2014.6月号

「カタカナ」

 

 この「家業雑感」を書き始めて早くも1年半程になります。最近色々な方に指摘されるのが文章に「カタカナ」が多くて読みにくいとのことです。特に意識して「カタカナ」を使っているわけではありませんが、私の場合は表現が下手なのか、文をごまかす時や、ネタがなく横文字でそれらしく文章を埋める時に使ってしまう傾向があります。しかし、元々この「カタカナ」というのは「ズキンズキン」「ドカーン」のように文字を音に写す仮名と言われており、同じ文字や発音でも「ひらがな」と「カタカナ」では読み手の印象も大分変ってきます。一流の小説家はこの仮名表現が上手いと言われており、ノーベル文学賞作家の「川端康成」は小説の中で子供の頭を殴る時の表現に「こつん」と平仮名を使いました。子供の頭を殴るのにカタカナの「コツン」では、物を殴るようで愛情をあまり感じない印象を受けてしまいます。非常に小さなことではありますが、多くの読み手は文章を自分の頭で映像化しており、漠然とした違和感を感じてしまうと、その物語に入りこめないのではないでしょうか。日本人ならば当たり前に使っているこのような文字の表現ですが、物語に入り込める上手な小説家程この小さな表現力が絶妙な使い方なのではないかと思います。

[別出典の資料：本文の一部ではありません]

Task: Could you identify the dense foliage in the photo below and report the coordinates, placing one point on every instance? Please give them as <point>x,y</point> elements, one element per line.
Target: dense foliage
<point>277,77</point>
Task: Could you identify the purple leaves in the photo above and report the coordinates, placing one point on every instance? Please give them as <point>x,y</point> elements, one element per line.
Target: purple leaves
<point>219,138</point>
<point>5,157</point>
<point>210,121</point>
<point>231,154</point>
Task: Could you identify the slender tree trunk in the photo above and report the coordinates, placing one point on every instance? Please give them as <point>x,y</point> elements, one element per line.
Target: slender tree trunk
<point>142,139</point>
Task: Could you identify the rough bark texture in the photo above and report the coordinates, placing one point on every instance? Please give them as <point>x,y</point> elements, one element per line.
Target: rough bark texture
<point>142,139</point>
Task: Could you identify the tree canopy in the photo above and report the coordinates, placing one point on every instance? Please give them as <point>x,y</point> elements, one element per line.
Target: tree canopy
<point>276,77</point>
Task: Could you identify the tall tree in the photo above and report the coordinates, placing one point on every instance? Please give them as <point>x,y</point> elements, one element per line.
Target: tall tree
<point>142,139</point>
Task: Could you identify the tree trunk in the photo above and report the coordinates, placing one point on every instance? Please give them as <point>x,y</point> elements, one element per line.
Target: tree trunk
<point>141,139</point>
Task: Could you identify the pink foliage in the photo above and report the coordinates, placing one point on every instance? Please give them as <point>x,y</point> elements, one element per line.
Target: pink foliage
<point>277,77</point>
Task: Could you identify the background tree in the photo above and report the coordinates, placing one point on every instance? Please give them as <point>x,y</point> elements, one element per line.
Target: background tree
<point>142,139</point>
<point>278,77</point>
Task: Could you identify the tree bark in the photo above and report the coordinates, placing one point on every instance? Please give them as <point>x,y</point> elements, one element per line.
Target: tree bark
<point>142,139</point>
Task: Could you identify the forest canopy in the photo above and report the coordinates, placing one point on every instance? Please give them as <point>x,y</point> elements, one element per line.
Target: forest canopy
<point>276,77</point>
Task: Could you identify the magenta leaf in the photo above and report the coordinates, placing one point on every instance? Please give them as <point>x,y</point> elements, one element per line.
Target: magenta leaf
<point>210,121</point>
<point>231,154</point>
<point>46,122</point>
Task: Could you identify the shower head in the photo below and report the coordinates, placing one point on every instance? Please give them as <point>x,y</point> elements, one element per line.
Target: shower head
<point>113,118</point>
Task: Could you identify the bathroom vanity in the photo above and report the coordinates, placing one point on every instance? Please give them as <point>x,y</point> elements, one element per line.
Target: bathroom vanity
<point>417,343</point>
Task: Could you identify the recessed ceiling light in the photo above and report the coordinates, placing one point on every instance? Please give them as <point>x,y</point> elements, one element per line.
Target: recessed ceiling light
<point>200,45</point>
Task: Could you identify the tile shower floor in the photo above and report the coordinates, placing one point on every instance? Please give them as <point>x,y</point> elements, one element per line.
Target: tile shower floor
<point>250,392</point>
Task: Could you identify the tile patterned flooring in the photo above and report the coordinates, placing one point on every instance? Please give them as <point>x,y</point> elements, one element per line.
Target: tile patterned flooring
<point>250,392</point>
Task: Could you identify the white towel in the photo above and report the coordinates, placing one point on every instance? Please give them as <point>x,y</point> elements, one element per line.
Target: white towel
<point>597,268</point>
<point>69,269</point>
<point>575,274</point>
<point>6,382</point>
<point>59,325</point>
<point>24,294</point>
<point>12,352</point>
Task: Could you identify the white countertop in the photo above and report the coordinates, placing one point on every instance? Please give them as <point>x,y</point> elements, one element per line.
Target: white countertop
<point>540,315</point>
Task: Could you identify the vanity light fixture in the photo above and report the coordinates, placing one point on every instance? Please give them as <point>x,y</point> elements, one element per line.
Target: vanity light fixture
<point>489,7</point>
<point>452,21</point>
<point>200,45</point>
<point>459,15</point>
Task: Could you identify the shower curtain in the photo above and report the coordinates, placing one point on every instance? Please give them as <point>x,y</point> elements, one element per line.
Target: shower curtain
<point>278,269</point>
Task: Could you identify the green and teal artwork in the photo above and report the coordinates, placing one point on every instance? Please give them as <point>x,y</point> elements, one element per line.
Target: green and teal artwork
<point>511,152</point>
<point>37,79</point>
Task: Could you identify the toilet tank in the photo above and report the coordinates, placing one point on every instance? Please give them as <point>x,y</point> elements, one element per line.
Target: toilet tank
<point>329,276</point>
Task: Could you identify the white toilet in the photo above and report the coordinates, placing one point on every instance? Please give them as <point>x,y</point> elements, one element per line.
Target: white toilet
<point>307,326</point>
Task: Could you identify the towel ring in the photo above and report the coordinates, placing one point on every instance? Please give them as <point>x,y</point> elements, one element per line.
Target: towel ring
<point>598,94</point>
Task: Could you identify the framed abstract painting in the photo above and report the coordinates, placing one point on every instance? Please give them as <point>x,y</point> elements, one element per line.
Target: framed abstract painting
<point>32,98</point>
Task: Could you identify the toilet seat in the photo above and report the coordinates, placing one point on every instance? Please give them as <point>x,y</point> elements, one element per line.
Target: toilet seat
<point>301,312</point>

 しかし、このような絶妙な文字の表現力は近年スマートフォンの普及により大きな変革が起こっています。無料通話アプリである「LINE(ライン)」の登場により、今まで文章として表現した相手に伝えたいことが、スタンプという「絵」一つで自分の気持ちを表現することが出来るようになりました。送り手にとっては、相手が文章をどのように捉えるのかを考える必要がなく、長い文章を作らなくてよくなりました。又、受け手側も文章を頭で映像化する労力なく、素直に送り手の表現が見えることが出来るので、若者を中心に浸透していった「LINE」ですが、このような表現方法が受け中高年齢層にも広がっております。元々「文字」は「絵」から進化したものでしたが、現代はまた「文字」が「絵」に進化しつつある状況に時代の流れ、この一言で流していいのか考えてしまいます。